Migrant Worker Huts, Okanogan, WA
Aline Lesage ©2003It’s a common saying: you can’t know where you’re going if you don’t know where you come from. Considering the research tools now available, exploring one’s roots is no longer an unusually challenging feat. For many Americans of European descent who choose to initiate a search for their ancestry, the ambition to build a family tree is, in fact, a doable feat (for the beginner, the records at Ellis Island remain a well-documented and trustworthy source). All it requires is a healthy measure of patience along with a willingness to connect with a number of organizations, internet sites and/or distant family members having already gathered parts of the information. For many, as it turns out, assembling their family tree has become an entertaining and usually rewarding experience.
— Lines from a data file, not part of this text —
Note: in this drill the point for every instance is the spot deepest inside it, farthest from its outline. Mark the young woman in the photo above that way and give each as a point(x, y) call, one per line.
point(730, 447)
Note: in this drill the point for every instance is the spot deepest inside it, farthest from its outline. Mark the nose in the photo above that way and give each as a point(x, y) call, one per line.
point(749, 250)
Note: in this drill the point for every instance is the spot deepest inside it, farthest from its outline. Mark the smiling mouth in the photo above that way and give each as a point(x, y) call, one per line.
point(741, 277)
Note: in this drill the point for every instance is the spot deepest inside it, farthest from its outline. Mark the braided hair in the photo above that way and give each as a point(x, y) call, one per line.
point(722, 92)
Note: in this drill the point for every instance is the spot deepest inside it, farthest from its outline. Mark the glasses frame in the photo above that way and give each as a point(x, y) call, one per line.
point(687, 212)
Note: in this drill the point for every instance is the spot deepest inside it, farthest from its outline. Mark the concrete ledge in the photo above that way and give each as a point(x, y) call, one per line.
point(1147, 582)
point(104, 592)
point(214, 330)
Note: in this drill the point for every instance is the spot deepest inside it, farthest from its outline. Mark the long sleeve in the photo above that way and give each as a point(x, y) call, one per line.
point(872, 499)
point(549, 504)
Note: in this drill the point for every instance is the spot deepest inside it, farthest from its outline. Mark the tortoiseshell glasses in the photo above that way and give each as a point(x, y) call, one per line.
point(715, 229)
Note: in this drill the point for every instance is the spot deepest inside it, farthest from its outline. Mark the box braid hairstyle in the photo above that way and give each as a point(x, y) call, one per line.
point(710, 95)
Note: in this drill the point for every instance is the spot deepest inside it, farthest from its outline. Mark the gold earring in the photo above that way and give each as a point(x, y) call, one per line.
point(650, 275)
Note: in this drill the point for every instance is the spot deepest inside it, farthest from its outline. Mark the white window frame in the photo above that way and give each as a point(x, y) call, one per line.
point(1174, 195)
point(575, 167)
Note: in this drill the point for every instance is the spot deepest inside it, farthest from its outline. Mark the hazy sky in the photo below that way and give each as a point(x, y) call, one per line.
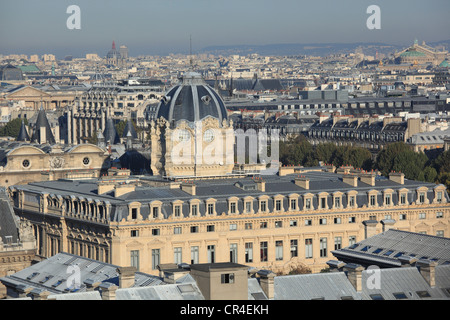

But for many, many more, it is not so.
In a series entitled African American Lives, the first of two parts which was aired on PBS last Wednesday night, Henry Louis Gates, Jr. is the masterly teller of this different story. With compassion, humour and superior skill, Mr. Gates leads us to an enlightening experience. Surely these tales of economic migrations, harrowing family separations and discontinuity are only too familiar, yet here they acquire an existential dimension not usually found in history books. In this impressive documentary, the likes of Oprah Winfrey, Quincy Jones and Whoopi Goldberg become models to demonstrate that a search of any African American’s ancestry is, at best, a startling, if not heroic endeavor.
Thanks to the advancement of genetic sciences and genealogy however, this might be about to change. In the first episode of African American Lives, the stories of nine contemporary African Americans are traced to the nineteenth century, before emancipation. With the second episode to be aired next Wednesday, the excitement grows as it offers the promise of revelations that, for nine people at least, could bridge the crucial and appalling gap between two continents.
It’s a sad enough truth that the ancestors of most African Americans never freely choose to immigrate to America. But, as this PBS series aptly demonstrates, their contemporaries are now being offered a small consolation. Finally, they may be given the extraordinary tools to learn, specifically, where it all happened, how it happened, and who they are.